What makes the whole ordeal more aggravating are the Common Core advocates who say these horror shows of math are not in the standards. The Common Core, put together by states and corporations intent on training up new cogs for the industrial machines of billionaires, just want common standards across the nation.

Nowhere in the Common Core are students mandated to learn how to add to subtract. But they are, for example, required to "understand multi-digit numbers (up to 1000) written in base-10 notation, recognizing that the digits in each place represent amounts of 1000s, 100s, 10s, or ones," according to the second-grade standard.

Textbook publishers have responded with various textbooks put together helpfully by people involved in developing the Common Core.
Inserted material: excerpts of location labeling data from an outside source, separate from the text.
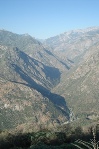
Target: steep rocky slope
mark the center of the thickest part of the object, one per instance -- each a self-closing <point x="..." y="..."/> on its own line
<point x="33" y="48"/>
<point x="81" y="86"/>
<point x="25" y="97"/>
<point x="73" y="44"/>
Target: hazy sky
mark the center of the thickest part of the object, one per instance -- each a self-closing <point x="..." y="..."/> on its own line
<point x="47" y="18"/>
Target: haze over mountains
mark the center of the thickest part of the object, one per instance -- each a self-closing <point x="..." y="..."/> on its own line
<point x="41" y="82"/>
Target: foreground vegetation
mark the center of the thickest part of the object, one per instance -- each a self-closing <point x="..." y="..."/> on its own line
<point x="66" y="138"/>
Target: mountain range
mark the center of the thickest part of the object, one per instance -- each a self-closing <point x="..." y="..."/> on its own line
<point x="50" y="83"/>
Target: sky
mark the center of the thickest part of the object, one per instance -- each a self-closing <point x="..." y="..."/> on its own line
<point x="46" y="18"/>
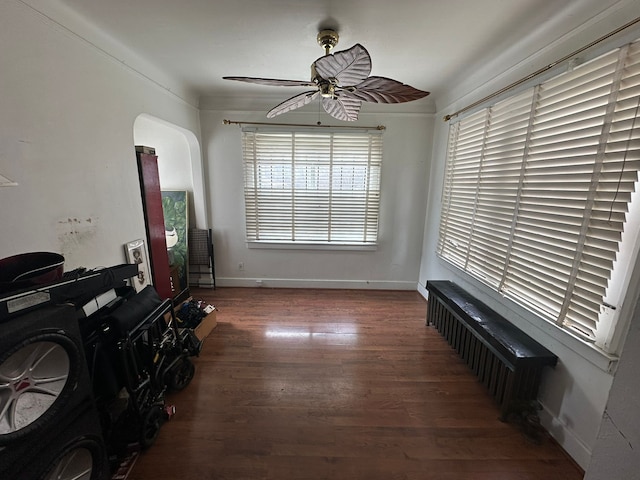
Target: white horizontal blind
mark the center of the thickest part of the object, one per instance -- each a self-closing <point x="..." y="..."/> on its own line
<point x="537" y="189"/>
<point x="312" y="187"/>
Various textbook companies have all come to the conclusion that multiple bizarre subtraction methods are necessary and are related to "base-10 notation." Common Core supporters say the problem is not the standards, but the implementation of the standards.

This sounds like ivy-league marxists claiming the problem with communism was not the theoretical system, but as it was implemented by multiple societies around the world. No one has yet to get it right, but the ivy-league marxists are still convinced it is not communism per se that is the problem.

Compounding the issue is that the biggest advocates of Common Core tend to be 20-something to 40-something childless white men who are affiliated with various pro-business, pro-Republican think tanks, trade associations and the Chamber of Commerce. They are not having to help a third-grader do her homework at night, but want Mom to know the Common Core is really awesome if only everybody in academia would get it right.

My wife has a degree in computer programming and finds herself in lockstep with more and more mothers across the nation who just want to tar and feather the geniuses who came up with Common Core. This issue, once under the radar, is going to be keep growing into a major political issue as more and more mothers are less and less able to help their children with homework.